Dr Mahesh Desai, managing trustee of the hospital, admits that a majority of the donors have been wives, mothers, sisters and daughters. Of all the kidney transplants conducted at this hospital between 1980 and 2002, a majority (921) were related transplants - or those donated by relatives - while the rest were unrelated. A further break-up of figures reveals a stark divide - the total number of men who received a kidney from their wives is 108, while the total number of women who received a kidney from their husbands is seven!
Diabetes and hypertension are the two major conditions that can lead to kidney failure, and there is no evidence to suggest that men are more likely to end up with kidney failure. Besides, diabetes and hypertension affect men and women more or less equally.
However, at the Muljibhai Patel Hospital, 257 mothers donated their kidneys to their children - in 81.7 per cent of these cases the kidney was donated to a son, and the remainder to a daughter. A similar pattern - overwhelmingly favorable towards men - is indicated among women who have donated a kidney to their brothers, and of fathers to their sons. Besides, says Desai, "A brother will give to another brother but not to his sister."
Equally disconcerting is the increase in unrelated transplants in the last two years and the pressure it has put on women. Dr Sujata Rajapurkar, who works as a medical social worker in the same hospital, related the story of a woman who wanted to donate her kidney to a stranger. Fortunately, the woman's parents informed the hospital that their daughter's husband was an alcoholic and was pressurizing her to sell her kidney. Since that incident the hospital has not accepted any unrelated kidney from women donors.

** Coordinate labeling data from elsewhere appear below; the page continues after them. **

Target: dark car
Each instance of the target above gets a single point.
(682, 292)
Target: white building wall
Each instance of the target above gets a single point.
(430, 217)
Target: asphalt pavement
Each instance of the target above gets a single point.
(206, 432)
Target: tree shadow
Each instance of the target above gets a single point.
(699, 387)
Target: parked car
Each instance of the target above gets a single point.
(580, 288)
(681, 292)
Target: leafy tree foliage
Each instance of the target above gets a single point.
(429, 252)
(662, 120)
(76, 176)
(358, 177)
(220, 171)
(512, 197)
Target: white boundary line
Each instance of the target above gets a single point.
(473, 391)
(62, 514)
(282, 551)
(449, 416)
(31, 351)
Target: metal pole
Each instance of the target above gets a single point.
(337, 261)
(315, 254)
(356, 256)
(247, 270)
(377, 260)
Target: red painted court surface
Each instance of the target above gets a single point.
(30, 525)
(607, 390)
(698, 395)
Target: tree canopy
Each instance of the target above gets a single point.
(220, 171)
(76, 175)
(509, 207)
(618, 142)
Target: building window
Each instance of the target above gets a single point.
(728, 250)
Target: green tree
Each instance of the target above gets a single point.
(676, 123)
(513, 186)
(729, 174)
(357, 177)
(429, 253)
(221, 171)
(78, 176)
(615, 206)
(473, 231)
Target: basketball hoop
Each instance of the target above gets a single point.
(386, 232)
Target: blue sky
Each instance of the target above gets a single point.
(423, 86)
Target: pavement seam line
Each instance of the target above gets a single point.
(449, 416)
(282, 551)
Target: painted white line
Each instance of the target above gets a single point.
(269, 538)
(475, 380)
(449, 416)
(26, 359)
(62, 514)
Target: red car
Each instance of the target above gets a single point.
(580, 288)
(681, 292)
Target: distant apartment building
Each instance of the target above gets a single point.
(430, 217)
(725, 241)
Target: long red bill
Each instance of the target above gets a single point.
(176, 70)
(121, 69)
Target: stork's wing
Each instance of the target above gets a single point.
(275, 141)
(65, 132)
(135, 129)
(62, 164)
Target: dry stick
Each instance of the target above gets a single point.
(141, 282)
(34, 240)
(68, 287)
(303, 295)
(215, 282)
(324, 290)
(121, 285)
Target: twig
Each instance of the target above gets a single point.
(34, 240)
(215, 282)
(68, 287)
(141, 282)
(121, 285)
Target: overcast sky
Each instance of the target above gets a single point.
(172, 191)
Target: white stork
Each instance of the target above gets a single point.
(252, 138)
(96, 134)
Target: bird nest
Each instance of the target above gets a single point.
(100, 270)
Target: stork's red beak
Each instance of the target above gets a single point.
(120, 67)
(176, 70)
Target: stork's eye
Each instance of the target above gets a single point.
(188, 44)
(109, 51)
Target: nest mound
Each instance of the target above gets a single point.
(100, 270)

Statistics related to re-transplants tell the same story of gender imbalance. Out of 42 re-transplants (where the earlier kidney fails and another kidney is transplanted) at the hospital, only three recipients were women.
It is abundantly clear - and Desai himself says it - that economic compulsions are one of the major reasons for this gender divide. When a man needs a kidney, women and other male members in the family feel that since he is the principal earner, his life has to be saved at any cost. Expenses for a kidney transplant and post-operative care run into several hundred thousand rupees (1US$=Rs 47). But somehow, the family tries to bear the cost.
When a woman is in need of a kidney, however, the priorities change completely. First, if she is not an earning member, her contribution in the home is not perceived as valuable enough. The woman herself, along with other family members, does not feel that it would be worth spending so much on her for a kidney transplant. Desai observes that the gender divide is sharper in lower middle class families. There are other reasons too, that influence such decision-making. Unlike women, men are more scared of losing a part of their body. "One can clearly see the hesitation on the man's face when it comes to donating kidneys," says Desai. And he says this fear lurks in men even when they are told that a human body needs only one kidney to function. "The fear is similar to their fear of vasectomy - they believe it leads to impotence or weakness. On the other hand, women seldom question or give surgery a second thought."
Says the medical director of the hospital, "Women are the last to receive medical care, whether it is for kidney disease or any other ailment. A majority of the women who suffer from end-stage renal failure do not reach the hospital at all. They suffer silently and die silently."